General method to find the perpendicular distance between a plane and a point. Here's the question I'm puzzling over:
$\textbf{Find the perpendicular distance of the point } (p, q, r) \textbf{ from the plane } \\ax + by + cz = d.$
I tried bringing in the idea of a dot product and attempted to get going with solving the problem, but I'm heading nowhere. That is:
$\text{The direction vector of the normal of the plane } = (a\textbf{i}+b\textbf{j}+c\textbf{k}) \text{, where } \\\textbf{i}, \textbf{ j},\textbf{ k } \text{ are unit vectors.}$ 
This dotted with the direction vector of the point (position vector, precisely) should equal 0. Am I right? And will this method work even?

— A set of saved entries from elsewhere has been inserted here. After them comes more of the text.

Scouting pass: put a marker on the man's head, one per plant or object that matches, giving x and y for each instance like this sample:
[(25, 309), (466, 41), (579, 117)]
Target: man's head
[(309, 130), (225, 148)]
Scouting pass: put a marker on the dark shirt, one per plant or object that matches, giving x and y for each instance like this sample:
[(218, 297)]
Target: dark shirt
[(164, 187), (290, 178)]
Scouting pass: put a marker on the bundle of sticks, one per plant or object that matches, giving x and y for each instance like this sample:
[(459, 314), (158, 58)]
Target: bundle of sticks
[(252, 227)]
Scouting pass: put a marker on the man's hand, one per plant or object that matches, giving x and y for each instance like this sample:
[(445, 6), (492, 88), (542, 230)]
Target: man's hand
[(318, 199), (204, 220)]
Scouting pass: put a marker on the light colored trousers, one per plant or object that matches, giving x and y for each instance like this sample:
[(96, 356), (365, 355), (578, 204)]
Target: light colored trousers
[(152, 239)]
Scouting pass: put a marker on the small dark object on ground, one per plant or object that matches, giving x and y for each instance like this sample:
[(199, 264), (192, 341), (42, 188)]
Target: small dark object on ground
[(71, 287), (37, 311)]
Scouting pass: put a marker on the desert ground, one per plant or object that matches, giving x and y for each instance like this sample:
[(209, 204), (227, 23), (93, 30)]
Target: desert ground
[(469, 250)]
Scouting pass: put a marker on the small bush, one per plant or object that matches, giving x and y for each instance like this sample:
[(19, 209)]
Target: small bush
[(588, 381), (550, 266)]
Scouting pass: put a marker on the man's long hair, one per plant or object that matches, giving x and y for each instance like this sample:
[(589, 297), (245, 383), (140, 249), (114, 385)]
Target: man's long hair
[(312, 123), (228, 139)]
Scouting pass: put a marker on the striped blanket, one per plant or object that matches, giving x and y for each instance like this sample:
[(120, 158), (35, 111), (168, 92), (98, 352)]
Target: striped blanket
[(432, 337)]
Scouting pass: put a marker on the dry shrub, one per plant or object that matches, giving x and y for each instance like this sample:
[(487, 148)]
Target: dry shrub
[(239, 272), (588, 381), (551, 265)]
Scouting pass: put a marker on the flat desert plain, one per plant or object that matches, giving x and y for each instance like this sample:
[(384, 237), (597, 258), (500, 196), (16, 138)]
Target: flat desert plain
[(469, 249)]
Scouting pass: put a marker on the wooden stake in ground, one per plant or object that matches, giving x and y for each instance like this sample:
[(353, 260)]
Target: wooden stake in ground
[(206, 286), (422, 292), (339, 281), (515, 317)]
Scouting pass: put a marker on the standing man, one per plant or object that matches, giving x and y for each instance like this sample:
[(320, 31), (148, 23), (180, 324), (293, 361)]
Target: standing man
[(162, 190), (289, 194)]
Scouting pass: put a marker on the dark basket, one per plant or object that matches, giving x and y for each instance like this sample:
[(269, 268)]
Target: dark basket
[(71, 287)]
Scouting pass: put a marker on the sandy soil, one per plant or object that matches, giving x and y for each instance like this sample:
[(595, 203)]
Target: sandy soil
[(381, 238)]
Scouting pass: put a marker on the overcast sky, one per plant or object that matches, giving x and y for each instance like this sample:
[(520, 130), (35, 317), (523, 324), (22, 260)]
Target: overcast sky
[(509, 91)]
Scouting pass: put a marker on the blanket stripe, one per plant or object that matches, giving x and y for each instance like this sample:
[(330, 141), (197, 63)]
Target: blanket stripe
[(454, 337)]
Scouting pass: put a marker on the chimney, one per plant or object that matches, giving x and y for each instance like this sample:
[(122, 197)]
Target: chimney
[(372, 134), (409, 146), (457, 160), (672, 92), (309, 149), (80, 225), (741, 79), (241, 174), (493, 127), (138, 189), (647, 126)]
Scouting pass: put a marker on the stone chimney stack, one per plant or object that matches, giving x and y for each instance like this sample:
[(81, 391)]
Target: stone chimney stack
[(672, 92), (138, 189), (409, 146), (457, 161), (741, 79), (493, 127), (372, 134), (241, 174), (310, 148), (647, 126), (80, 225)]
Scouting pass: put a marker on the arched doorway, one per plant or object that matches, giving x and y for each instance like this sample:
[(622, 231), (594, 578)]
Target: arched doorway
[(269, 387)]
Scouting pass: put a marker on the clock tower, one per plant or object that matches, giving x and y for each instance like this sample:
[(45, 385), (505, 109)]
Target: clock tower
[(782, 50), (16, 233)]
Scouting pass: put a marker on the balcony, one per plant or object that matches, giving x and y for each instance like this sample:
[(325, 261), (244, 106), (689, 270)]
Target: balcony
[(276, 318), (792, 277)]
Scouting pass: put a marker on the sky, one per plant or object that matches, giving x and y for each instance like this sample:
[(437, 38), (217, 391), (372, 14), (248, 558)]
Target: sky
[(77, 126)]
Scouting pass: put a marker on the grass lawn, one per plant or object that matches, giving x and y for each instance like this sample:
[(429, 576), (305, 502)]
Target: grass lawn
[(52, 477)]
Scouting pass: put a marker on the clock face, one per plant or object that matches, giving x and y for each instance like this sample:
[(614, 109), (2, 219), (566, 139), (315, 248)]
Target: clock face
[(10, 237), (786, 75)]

 A: If $(x,y,z)$ is the point in the plane which has shortest distance to $(p,q,r)$ then  $(x-p,y-q,z-r)$ must be along the normal, i.e. $(x-p,y-q,z-r)=\alpha (a,b,c)$ for some $\alpha$. Thus $ x=p+\alpha a$ etc. Use the equation of the plane to find $\alpha$ and then compute $\sqrt {(x-p)^{2}+(y-q)^{2}+(z-r)^{2}}$.
A: Let
$$\bbox {
\vec{n} = ( a , b , c ) = \left [ \begin{matrix} a \\ b \\ c \end{matrix} \right ] }, \quad \bbox {
\vec{v} = ( p , q , r ) = \left [ \begin{matrix} p \\ q \\ r \end{matrix} \right ] }, \quad \bbox {
\vec{w} = ( x , y , z ) = \left [ \begin{matrix} x \\ y \\ z \end{matrix} \right ] }$$
where $\vec{n}$ is the plane normal vector, $\vec{v}$ is the point those distance $L$ to the plane we want to find out, and $\vec{w}$ is just an example point. The equation of the plane is then
$$\bbox{ \vec{n} \cdot \vec{w} = d }$$
The signed distance $l$ between the plane and point $\vec{v}$, in units of plane normal length, is
$$\bbox{ l = \vec{n} \cdot \vec{v} - d }$$
because both $d$ (the signed distance between origin and the plane) and $l$ (the signed distance between the point and the plane) are measured in the same direction, $\vec{n}$.
To find the actual distance $L$ between the point $\vec{v}$ and the plane, we must divide the absolute value of $l$ by the length of the normal vector $\vec{n}$:
$$\bbox[#fffff7, 1em] { L = \frac{\left\lvert \vec{n} \cdot \vec{v} - d \right\rvert }{\left\lVert \vec{n} \right\rVert} = \frac{ \left\lvert a p + b q + c r - d \right\rvert}{\sqrt{a^2 + b^2 + c^2}} }$$
For a more detailed derivation, look at the Wolfram Mathworld Point-Plane Distance article.